Note that technically there could be many more OO-MDP states that satsify our test, because we could have different states with different number of location objects at different locations. The option that we create, however, is going to abstract away information about other objects so when we are iterating through the states, we only need to consider states with a single agent object
The StateConditionTestIterable interface also requires us to implement the setStateContext(State s) method. We don't actually need to use this method in this example; the method is defined for auxillery support for other contexts that we will not discuss in length this tutorial. In brief, however, this method is used to manage how state abstractions affect the state iterator. For instance, in this example, we abstracted away any information about location objects and as a result, the iterator created states without any location objects. In some other scenarios, we might want to have the iterator iterate over states that did have specific location objects in them. If so, this desire could be indicated to the class by first calling the setStateContext(State s) method and passing it a state with the desired location objects. The iterator could then make copies of this state in the iterator and merely modify the agent position, leaving other objects like location objects alone. However, in this options tutorial, we have no need to use the StateConditionTestIterable interface in this way, so we do not implement the method.

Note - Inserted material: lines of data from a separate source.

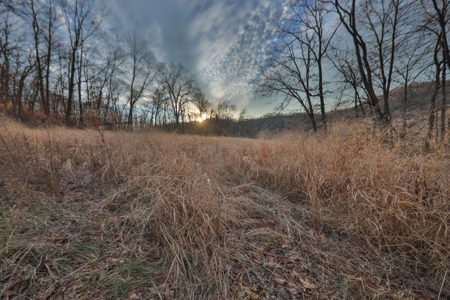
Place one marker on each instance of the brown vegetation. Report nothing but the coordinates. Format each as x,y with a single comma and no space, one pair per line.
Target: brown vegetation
147,215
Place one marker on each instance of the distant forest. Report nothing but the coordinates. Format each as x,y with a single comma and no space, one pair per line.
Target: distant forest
58,62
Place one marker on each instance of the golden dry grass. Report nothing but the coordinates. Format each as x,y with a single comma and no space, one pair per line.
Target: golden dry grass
147,215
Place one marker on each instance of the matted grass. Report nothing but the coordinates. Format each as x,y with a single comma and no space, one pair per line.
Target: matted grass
145,215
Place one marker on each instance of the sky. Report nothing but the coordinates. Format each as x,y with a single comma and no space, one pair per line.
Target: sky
221,42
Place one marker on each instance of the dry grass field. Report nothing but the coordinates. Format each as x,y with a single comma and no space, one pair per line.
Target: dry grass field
88,214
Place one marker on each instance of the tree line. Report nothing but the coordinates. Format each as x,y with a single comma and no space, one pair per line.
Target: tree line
58,61
359,51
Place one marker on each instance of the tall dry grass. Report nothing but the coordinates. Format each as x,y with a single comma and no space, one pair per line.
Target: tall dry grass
335,216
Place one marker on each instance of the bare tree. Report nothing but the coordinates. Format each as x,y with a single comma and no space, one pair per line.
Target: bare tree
295,70
379,20
82,20
180,86
438,17
143,69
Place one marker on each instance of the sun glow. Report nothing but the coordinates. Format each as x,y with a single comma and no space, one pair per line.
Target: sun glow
202,118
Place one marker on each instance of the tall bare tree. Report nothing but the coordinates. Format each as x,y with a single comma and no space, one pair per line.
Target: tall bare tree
180,86
82,20
143,69
296,69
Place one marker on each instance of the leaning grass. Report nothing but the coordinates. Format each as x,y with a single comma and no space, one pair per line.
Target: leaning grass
345,215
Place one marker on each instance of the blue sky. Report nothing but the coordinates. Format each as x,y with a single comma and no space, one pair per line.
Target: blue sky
222,42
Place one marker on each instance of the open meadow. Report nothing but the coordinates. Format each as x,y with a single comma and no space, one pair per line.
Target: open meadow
92,214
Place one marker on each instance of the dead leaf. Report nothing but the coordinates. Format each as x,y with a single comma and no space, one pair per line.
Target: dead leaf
75,286
246,290
306,284
285,293
133,297
292,291
279,280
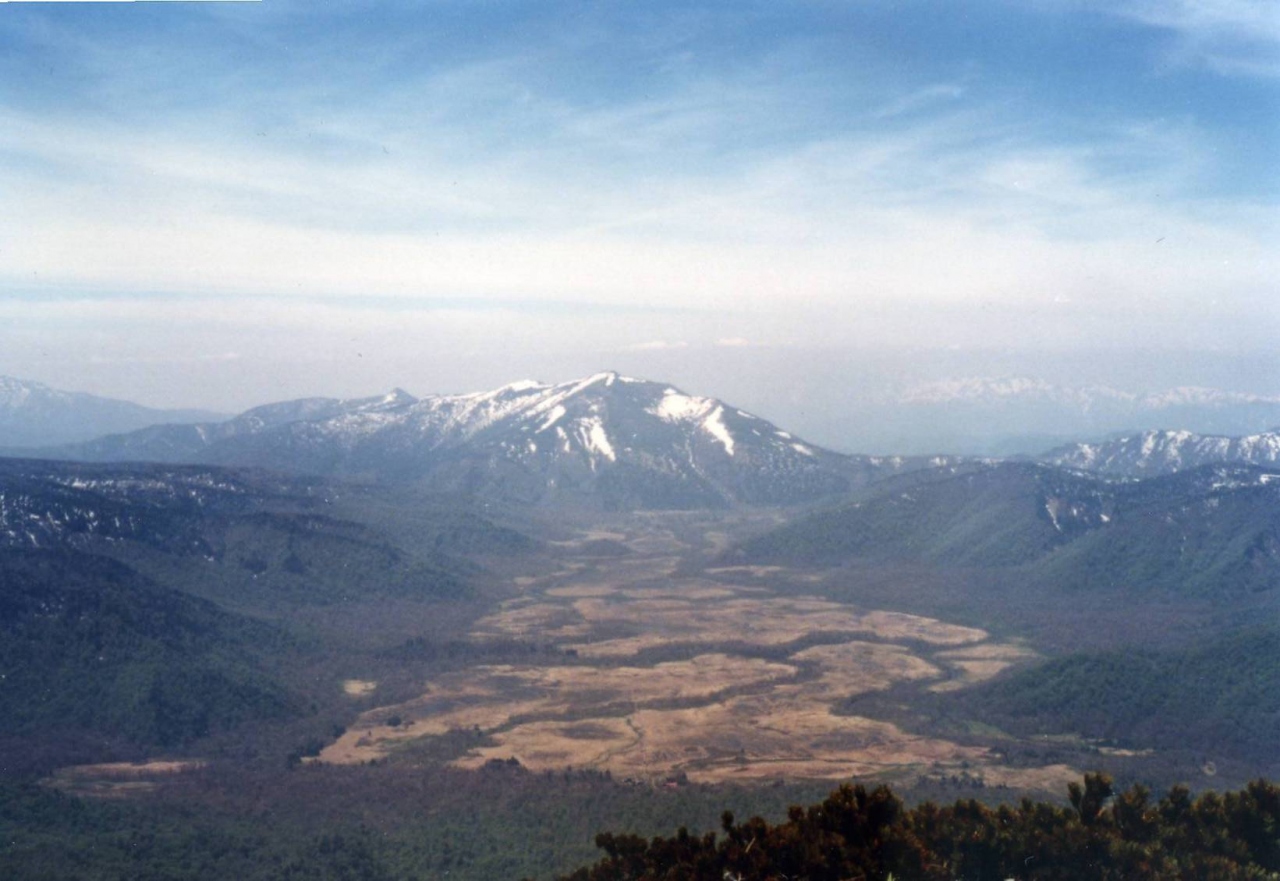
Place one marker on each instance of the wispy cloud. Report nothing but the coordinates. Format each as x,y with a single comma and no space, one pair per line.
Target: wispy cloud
1228,36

We will also need to define the termination conditions for the option, which for a subgoal option can be defined as the subgoal the option achieves (the subgoal option also is typically defined terminate anywhere the policy is not defined, but our SubgoalOption class will handle this implicitly). To create the subgoal definition, we will implement a subclass of the StateConditionTest interface. Note that this interface is a superclass of StateConditionTestIterable interface that we used for defining the initiation states, with the difference being that StateConditionTest does not require an iterator method to be defined.
As stated previously, the subgoal of a room option is to take the agent to one of the two hallways connected to the room for which the option is defined. Since hallways only take up a single cell of the grid world, we can define a StateConditionTest class that takes an x and y position and returns true when the agent is at that position. The below class does so.
class AtPositionStateCheck implements StateConditionTest{ int x; int y; public AtPositionStateCheck(int x, int y){ this.x = x; this.y = y; } @Override public boolean satisfies(State s) { ObjectInstance agent = s.getObjectsOfTrueClass(GridWorldDomain.CLASSAGENT).get(0); int ax = agent.getDiscValForAttribute(GridWorldDomain.ATTX); int ay = agent.getDiscValForAttribute(GridWorldDomain.ATTY); if(ax == this.x && ay == this.y){ return true; } return false; } }
This class works very similarly to our initation state class, so we will not walk through it in detail.
At this point we now have methods for defining our Subgoal option initiation conditions and termination condtions and the next step is to create the policy which defines it along with the option itself.